A frequent topic of conversation around our office is designations and business names used by insurance producers. While there has been regulatory focus on designations that have a senior focus, there are many others, some of which are equally unclear as to the actual work needed to obtain and maintain the designation. So we were happy to see the column by Frederic P. Gabriel, Jr. the editor of InvestmentNews, in the August 19-23, 2013 print edition, titled “Wading through the alphabet soup.” His lead is: “The financial advice industry has long been criticized for having too many professional designations – some good, some ok and far too many just worthless.” The same is true of the insurance industry. Far too many just worthless, and that is despite the NAIC Model Regulation on the Use of Senior-Specific Certifications and Professional Designations in the Sale of Life Insurance and Annuities (Model 278).
Mr. Gabriel informs readers that InvestmentNews avoids using professional designations when running letters to the editor. “The policy is based on the simple fact that we do not want to be seen as promoting one designation over another. We also try to avoid promoting designations or credentials that are essentially worthless, and quite possibly dangerous to consumers.” He asks the question, if they were to use designations, how should they decide which are ok and which are not? “What criteria would we use to disallow some designations and not others? Number of designees? Level of coursework? The stature of the organization behind the credential? How about whether that credential comes with a clearly stated code of ethics?” Finally he asks: “Common sense?”
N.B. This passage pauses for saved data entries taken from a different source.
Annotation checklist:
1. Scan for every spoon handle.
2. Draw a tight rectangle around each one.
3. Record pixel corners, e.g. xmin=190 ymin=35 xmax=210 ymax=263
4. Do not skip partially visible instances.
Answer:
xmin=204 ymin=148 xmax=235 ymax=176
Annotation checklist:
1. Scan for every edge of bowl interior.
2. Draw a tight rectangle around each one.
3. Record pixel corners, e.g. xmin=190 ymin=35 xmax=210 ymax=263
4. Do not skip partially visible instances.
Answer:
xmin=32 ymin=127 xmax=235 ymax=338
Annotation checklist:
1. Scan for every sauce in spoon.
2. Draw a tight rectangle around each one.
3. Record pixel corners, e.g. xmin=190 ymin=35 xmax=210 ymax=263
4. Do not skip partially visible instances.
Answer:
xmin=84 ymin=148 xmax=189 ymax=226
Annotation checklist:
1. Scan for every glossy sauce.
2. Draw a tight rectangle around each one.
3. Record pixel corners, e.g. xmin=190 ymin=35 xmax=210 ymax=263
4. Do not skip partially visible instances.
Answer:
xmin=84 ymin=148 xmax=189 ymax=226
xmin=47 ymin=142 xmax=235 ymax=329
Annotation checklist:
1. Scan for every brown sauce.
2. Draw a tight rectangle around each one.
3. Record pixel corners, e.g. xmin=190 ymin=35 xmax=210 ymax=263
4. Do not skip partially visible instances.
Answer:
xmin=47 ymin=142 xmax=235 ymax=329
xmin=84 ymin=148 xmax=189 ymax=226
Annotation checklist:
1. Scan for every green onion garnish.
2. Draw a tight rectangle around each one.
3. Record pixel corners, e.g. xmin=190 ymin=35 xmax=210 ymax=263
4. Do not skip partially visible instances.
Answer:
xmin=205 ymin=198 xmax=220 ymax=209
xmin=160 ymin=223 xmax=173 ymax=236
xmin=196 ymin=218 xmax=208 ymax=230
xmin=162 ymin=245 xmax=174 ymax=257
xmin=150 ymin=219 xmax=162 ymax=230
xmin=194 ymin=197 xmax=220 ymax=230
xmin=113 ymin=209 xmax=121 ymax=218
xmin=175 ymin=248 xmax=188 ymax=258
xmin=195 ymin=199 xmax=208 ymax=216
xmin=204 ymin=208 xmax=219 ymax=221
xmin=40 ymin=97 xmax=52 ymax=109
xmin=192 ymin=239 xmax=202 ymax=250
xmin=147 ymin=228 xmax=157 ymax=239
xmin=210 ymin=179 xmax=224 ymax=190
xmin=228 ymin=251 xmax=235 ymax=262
Based on the experience with the above-referenced model, it seems to us that as soon as an effort is made to answer the question about which are ok and which are not, the creative minds out there find ways to beat the “system.” All the questions asked above are good ones, but they don’t always tell the whole story. It could be a full-time job to stay on top of all the designations and the organizations that promote them. So where does that leave us? Common sense depends on information, which takes us back to the full-time job problem.
Perhaps more of us should follow the policy of InvestmentNews and just not print them. That certainly hurts those who go through the rigorous programs that are out there and do earn real designations that carry real value to consumers. Perhaps then those individuals become part of the effort to clean up designations, too. If it becomes an effort led as much by CFPs and CLUs as by regulators and compliance departments, maybe we would have more luck clearing out the worthless designations.